A Cooperativada Vihamba, com mais de 100 membros, existe há cerca de 10 anos e, para além do centro de transformação, possui um armazém para guardar o milho, massambala e feijão. Tudo construído pelos membros, em parceria com a ADRA.

Avelina Kaita,45 anos, falava ao telefone em Umbundu, antes de voltar ao Português. Já viveu no Lubango (onde vendia na praça), devido à guerra, mas logo em 2003 preferiu regressar.

“Aqui tenho as minhas lavras e posso gerir melhor a minha vida. Na cidade, é tudo mais caro”, recordou.

Os membros da Cooperativa da Vihamba enfrentam os mesmos constrangimentos de outras zonas rurais: falta de material de trabalho, de acesso ao mercado, de sementes, de moto-bombas para melhor gerir a água disponível, de vias de acesso. Isto já para não falar no financiamento, que para os pequenos produtores é nada mais do que uma miragem.“O meu sonho é aumentar a produção de hortícolas”, disse José Manuel,coordenador do Conselho Fiscal da cooperativa, que tem 14 filhos - 2 vivem no Lubango, 3 estão em Benguela e os restantes estão mesmo na Vihamba.     José Manuel aproveita a proximidade da estrada para vender alguns dos seus produtos. No resto do tempo, vai sonhando com os objectivos de gente comum: melhorar a produção agrícola familiar e encaminhar os filhos para a escola.

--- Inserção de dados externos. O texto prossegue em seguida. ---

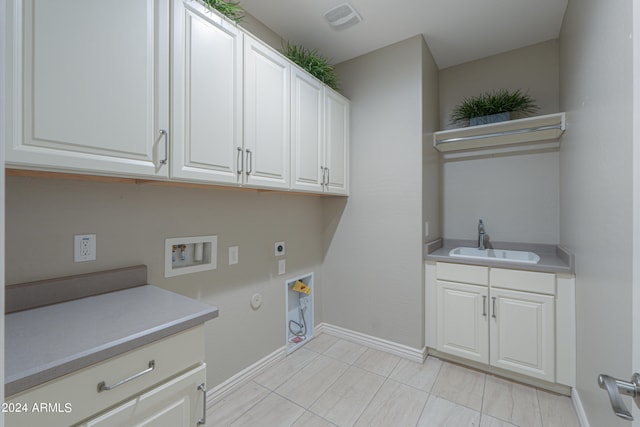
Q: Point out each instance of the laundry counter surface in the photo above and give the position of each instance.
(50, 341)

“Assistência sanitária é irrelevante” Anivaldo Pena, 30 anos, coordenador da intervenção da ADRA (que trabalha em 22 aldeias e 24 associações só no município de Cacula) e médico-veterinário de formação,recorda que a assistência técnica e sanitária é quase irrelevante. “O Instituto de Desenvolvimento Agrário (IDA) em Cacula tem apenas quatro técnicos. Quase sem meios para trabalhar. E os serviços veterinários desenvolvem algumas iniciativas, mas também com pouca abrangência”, explica o técnico de desenvolvimento comunitário. A intervenção da ADRA acaba por ser um exemplo de extensão rural: os projectos são desenhados com vertentes específicas - no caso do Kumosi, o foco está no reforço das capacidades das associações e da cadeia de valor - mas sem deixar cair a vertente cultural e familiar. Em parceria coma administração e dentro do projecto Kumosi, foi possível tratar dos documentos pessoais (cédulas e bilhetes de identidade) de mais de 200 pessoas daquela região. Tudo o que possa melhorar a vida das famílias está no âmbito da extensão rural.

*Texto retirado do Jornal de Angola, 08 de Junho de 2019, páginas 04 e 05.